I've reported a number of issues, and it feels like I'm just subsidizing broken processes because these two questions never get asked, so the root of the problem is never solved. It's boggling to me even that the person involved never even chimes in to suggest a revert...
knowing full well the amount of non-automated effort that went into the backport and that the reason for its selection was automated.
Like, when you know the only effort you put into the backport was "git cherry-pick <id>", didn't even check to see if the config option was present, lacked the awareness/memory of changes to these mitigations, what are you doing making changes to the code?

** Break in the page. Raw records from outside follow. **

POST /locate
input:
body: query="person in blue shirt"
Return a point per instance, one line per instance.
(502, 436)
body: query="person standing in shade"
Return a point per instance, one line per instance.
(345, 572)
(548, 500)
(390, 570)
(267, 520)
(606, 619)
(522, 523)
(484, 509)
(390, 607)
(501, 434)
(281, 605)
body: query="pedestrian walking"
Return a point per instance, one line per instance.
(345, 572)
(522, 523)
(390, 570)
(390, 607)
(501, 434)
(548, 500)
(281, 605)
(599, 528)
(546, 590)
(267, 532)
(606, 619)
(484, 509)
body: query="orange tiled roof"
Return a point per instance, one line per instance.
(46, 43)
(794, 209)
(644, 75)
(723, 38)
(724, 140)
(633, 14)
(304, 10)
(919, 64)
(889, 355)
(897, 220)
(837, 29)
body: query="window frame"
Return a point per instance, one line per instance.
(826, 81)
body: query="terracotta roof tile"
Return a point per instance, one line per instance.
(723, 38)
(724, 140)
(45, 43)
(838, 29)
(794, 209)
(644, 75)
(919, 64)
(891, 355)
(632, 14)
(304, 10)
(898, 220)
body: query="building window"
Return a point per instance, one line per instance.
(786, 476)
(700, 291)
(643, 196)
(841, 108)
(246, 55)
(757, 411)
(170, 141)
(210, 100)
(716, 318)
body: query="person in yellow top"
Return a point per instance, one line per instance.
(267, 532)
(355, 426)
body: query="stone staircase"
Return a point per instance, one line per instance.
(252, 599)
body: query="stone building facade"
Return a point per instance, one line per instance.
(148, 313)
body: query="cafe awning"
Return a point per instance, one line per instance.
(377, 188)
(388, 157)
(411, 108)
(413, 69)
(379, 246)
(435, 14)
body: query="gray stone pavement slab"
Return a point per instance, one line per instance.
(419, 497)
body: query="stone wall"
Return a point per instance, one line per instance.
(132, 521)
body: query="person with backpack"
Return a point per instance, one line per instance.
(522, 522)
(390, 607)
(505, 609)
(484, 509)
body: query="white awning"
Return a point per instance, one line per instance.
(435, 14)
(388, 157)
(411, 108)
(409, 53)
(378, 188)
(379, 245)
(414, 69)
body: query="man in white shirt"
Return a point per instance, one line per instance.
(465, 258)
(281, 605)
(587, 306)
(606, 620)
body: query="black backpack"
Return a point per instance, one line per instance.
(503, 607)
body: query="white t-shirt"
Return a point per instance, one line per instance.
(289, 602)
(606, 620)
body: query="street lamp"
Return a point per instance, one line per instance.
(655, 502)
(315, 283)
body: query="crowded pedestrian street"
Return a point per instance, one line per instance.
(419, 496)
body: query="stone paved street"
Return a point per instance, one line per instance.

Further, I imagine AUTOSEL questions are asked once to select candidates, and then the results are used via cherry-pick globally back as far as it can go cleanly absent any other metadata restricting it. Wrong design that will keep producing wrong results.
I've seen lots of complaints about it from other kernel devs, but it doesn't seem like anything's fundamentally changed, and this new version seems even worse than before (and even worse than that if the results are just blindly trusted).
There seems to be a message communicated by stable policies that backports are "safe" and don't require involvement of someone knowledgeable with the code being modified if clean cherry-picks are possible. The only involvement knowledgeable people would have is being CC'd...
on a mail about the patch being queued for some stable kernel, with a few days given for review before the kernels are published. But importantly, the people CC'd on these mails haven't necessarily signed up for doing anything related to stable kernels, so no response...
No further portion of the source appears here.